At Black Hat Europe, a speaker will show to trick an self-driving car into stopping for things that don’t exist. Jonathan Petit will show remote attacks on camera-based system and LiDAR using cheap hardware that can spoof LiDAR systems costings thousands of dollars. Results from laboratory experiments show effective blinding, jamming, replay, relay, and spoofing attacks.
With about $60 in hardware Petit was able to create fake echos of a complete car and beam them to a location to trick an Ibel LiDAR laser scanner. He can also create a ghost pedestrian or wall from 50 to 100 feet away. The device is a consists of a laser pointer and pulse generator.
Petit recorded the pulses for the LiDAR unit that are not encrypted and plays them back at another time.
The same device could be used to blind a human driver, just by shining a strong laser pointer in their eyes.

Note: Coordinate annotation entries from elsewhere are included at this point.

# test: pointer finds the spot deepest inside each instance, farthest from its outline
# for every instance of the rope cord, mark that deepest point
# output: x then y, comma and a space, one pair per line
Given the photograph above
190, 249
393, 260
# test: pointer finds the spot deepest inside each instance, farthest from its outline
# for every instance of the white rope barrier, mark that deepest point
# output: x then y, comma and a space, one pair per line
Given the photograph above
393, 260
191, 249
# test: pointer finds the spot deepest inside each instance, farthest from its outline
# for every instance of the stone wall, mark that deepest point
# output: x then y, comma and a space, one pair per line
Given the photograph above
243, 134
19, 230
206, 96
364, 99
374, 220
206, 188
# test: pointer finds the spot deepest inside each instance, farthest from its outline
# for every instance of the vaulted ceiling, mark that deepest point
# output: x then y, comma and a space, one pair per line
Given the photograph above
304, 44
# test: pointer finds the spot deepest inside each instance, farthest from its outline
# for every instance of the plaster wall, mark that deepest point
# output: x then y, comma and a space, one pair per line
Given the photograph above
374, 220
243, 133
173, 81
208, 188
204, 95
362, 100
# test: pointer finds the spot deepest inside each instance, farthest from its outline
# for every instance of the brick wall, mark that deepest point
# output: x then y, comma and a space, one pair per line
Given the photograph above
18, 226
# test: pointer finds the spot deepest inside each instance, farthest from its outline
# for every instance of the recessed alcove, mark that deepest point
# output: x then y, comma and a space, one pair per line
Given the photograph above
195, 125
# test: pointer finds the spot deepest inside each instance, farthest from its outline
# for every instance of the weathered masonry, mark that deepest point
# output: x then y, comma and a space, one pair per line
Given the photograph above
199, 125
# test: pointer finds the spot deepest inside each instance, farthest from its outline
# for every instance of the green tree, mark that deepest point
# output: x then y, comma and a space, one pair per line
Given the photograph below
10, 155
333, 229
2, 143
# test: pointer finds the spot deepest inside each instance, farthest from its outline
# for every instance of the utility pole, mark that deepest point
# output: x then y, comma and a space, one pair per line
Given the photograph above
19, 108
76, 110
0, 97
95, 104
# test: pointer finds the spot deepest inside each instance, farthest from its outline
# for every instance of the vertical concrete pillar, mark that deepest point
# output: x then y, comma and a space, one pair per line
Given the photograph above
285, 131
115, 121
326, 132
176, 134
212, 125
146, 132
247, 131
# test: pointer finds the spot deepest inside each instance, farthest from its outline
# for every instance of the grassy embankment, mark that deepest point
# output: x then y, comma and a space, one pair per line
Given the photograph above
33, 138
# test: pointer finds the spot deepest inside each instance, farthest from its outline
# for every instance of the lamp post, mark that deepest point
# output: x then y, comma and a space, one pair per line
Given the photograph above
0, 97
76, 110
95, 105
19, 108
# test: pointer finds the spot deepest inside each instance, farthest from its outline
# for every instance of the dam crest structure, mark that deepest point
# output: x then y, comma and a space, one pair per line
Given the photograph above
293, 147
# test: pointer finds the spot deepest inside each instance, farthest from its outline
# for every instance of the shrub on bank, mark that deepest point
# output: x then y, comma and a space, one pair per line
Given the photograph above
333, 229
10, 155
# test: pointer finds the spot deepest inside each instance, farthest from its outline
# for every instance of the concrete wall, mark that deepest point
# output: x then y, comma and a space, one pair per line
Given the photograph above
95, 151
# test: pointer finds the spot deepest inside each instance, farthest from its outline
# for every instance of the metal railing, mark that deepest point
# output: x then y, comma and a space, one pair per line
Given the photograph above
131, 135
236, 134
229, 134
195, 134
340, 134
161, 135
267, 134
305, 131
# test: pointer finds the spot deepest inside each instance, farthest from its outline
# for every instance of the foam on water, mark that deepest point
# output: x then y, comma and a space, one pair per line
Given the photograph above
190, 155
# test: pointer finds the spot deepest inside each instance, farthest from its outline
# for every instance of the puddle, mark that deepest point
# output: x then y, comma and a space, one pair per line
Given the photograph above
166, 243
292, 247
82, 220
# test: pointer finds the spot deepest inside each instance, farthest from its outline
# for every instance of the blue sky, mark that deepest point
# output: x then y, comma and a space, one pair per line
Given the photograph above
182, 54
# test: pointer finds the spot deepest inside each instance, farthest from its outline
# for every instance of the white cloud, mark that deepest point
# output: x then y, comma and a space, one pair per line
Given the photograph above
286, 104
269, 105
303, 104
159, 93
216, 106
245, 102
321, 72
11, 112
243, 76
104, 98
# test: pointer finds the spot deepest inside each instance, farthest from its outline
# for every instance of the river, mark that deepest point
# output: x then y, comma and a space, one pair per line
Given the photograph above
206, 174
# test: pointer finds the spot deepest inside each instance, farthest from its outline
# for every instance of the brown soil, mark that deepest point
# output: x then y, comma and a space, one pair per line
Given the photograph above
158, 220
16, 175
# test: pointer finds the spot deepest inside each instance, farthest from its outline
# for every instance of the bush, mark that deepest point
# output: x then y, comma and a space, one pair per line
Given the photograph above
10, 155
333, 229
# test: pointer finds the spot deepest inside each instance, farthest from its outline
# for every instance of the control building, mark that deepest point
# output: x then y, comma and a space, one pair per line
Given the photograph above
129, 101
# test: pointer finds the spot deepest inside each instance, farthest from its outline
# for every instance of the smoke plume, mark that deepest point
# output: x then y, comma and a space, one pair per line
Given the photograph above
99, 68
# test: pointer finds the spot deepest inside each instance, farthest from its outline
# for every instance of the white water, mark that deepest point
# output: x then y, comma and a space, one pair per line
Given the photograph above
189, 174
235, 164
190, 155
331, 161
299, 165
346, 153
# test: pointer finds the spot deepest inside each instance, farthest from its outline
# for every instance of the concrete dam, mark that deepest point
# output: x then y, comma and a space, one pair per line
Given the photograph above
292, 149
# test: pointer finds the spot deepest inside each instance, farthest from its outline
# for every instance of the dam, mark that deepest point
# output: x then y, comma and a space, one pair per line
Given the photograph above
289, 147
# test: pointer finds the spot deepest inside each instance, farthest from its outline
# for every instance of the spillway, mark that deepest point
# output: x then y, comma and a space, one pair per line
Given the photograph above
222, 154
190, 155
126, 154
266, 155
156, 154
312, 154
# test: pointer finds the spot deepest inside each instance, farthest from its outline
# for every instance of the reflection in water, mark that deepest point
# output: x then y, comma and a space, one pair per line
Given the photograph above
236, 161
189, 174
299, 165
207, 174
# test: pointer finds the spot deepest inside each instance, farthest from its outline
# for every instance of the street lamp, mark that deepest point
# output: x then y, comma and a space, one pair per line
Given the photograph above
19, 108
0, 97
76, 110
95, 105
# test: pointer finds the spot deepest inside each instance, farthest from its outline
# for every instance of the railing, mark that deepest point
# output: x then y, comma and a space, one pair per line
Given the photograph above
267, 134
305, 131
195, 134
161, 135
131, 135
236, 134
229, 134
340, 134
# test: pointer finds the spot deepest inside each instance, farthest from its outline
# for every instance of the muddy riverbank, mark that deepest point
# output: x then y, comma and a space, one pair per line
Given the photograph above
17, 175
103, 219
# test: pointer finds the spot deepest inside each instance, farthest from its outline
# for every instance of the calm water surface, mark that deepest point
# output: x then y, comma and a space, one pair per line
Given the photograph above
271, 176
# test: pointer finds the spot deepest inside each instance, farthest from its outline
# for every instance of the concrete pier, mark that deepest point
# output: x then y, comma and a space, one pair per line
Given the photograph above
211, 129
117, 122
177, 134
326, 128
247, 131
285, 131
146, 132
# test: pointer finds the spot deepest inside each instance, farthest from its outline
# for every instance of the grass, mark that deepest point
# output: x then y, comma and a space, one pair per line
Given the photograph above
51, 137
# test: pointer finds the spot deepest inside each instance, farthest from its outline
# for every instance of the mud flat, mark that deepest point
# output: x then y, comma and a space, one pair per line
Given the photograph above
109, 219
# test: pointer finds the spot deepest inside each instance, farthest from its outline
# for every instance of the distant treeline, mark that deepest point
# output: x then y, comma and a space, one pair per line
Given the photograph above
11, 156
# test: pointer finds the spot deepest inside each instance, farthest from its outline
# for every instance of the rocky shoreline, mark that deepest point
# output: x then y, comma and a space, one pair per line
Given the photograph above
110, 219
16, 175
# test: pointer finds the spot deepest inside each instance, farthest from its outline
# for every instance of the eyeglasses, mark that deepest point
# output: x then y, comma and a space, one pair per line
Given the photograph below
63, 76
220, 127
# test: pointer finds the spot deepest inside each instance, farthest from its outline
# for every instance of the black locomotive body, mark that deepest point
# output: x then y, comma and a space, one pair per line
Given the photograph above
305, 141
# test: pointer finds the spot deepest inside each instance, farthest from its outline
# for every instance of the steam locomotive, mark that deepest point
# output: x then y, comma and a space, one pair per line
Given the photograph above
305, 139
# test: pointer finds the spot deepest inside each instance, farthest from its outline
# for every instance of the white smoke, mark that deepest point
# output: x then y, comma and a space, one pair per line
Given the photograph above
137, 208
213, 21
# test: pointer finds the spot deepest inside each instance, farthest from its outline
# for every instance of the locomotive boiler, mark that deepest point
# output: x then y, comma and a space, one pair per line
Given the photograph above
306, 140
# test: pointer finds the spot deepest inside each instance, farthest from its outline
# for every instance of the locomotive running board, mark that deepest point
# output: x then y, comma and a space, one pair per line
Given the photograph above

Petit proposes software and hardware countermeasures that improve sensors resilience against these attacks. As such, sensors are also deployed in today’s cars for advanced driver assistance systems (ADAS), however th3e results have a short-term relevancy beyond automated driving.
Autonomous automated vehicles are equipped with multiple sensors (LiDAR, radar, camera, etc.) enabling local awareness of their surroundings. A fully automated vehicle will solely rely on its sensors readings to make short-term (i.e. safety-related) and long-term (i.e. planning) driving decisions. In this context, sensors have to be robust against intentional or unintentional attacks that aim at lowering sensor data quality or alter sensor input to disrupt the automation system.
Jonathan Petit is a Principal Scientist for Security Innovation, Inc. He is in charge of leading projects in security and privacy of automated and connected vehicles. Previously, he was a Research Fellow in the Computer Security Group and The Mobile & Internet Systems Laboratory at University College Cork, Ireland.